The Akodessewa Fetish Market is a mecca for local practitioners and also travel there from all over the African continent.  Many believers view the Marche des Feticheurs as a kind of hospital or pharmacy. This is the exact place you go when you either cannot afford traditional treatment or traditional treatment has failed you.

4) La Isla de las Muñecas in Teshuilo Lake, Mexico

Over fifty years ago, Don Julian Santana left his wife and child and moved onto an island on Teshuilo Lake in the Xochimilco canals. According to some, a young girl actually drowned in the lake, while most others, including his relatives, say Don Julian Santana merely imagined the drowned girl. Regardless, Don Julian Santana devoted his life to honoring this lost soul in a unique, fascinating, and unnerving way. He collected and hung up dolls. Eventually, Don Julian finally transformed the entire island into a kind of bizarre, horrifying, doll-infested wonderland.

He began collecting lost dolls from the canals and the trash near his island home. He is also said to have traded produce he grew to locals for more dolls. Santana did not clean up the dolls or attempt to fix them, but rather put them up with missing eyes and limbs, covered in dirt, and generally, in whatever ramshackle state he found them in. Even when dolls arrived in good shape, the wind and weather turned them into cracked and distorted versions of themselves. In 2001 Don Julian Santana was found drowned in the same area in which he believed the little girl died.

5) Battleship Island in Nagasaki, Japan

The island was once a symbol of Japan’s rapid industrialization. Bought by Mitsubishi in 1890, the previously uninhabited island was transformed with modern buildings and conveniences. These included early examples of concrete apartment blocks and electric lighting. By the 1950s, the population had swelled to as many as 5,000 people, attracted by solid wages and the unique mining culture. As coal power gave way to gasoline, coal prices fell, and many mines, including Hashima, were permanently closed. By 1975 the island was completely evacuated.

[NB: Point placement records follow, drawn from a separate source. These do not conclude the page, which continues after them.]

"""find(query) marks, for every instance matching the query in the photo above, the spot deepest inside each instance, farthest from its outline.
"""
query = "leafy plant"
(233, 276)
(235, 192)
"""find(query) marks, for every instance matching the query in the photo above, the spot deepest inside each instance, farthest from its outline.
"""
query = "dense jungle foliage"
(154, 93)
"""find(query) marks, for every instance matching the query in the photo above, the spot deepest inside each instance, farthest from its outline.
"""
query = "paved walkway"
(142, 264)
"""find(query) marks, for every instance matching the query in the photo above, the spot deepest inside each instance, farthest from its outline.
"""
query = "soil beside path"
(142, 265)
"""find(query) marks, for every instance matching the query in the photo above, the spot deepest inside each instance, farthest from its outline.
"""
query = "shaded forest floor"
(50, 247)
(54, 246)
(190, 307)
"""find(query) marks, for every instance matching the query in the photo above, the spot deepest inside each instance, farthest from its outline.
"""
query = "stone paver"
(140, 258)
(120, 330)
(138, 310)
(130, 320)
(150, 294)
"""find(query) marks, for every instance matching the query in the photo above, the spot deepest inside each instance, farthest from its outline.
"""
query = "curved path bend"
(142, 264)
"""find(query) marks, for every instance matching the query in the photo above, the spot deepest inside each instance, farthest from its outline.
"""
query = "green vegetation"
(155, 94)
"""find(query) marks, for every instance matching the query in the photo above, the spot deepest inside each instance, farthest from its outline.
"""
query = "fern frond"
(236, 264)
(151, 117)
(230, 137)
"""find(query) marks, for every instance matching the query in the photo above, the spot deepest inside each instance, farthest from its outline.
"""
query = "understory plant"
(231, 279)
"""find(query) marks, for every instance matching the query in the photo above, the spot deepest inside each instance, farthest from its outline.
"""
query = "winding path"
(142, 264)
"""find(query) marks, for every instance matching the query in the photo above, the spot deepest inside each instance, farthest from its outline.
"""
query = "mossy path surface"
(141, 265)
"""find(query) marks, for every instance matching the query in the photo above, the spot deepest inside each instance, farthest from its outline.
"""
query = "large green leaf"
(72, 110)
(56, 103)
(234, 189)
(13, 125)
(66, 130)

Hashima Island’s increase in popularity and status as a World Heritage Site, though, has not been without controversy. What many don’t know is that the island had a history of forced labor before and during World War II. The terrible conditions and unsafe environment led to untold suffering—along with as many as a thousand unrecorded deaths. Tour companies are often reluctant to talk about this, leading to suggestions that those in power are attempting to rewrite the island’s history in a more favorable light.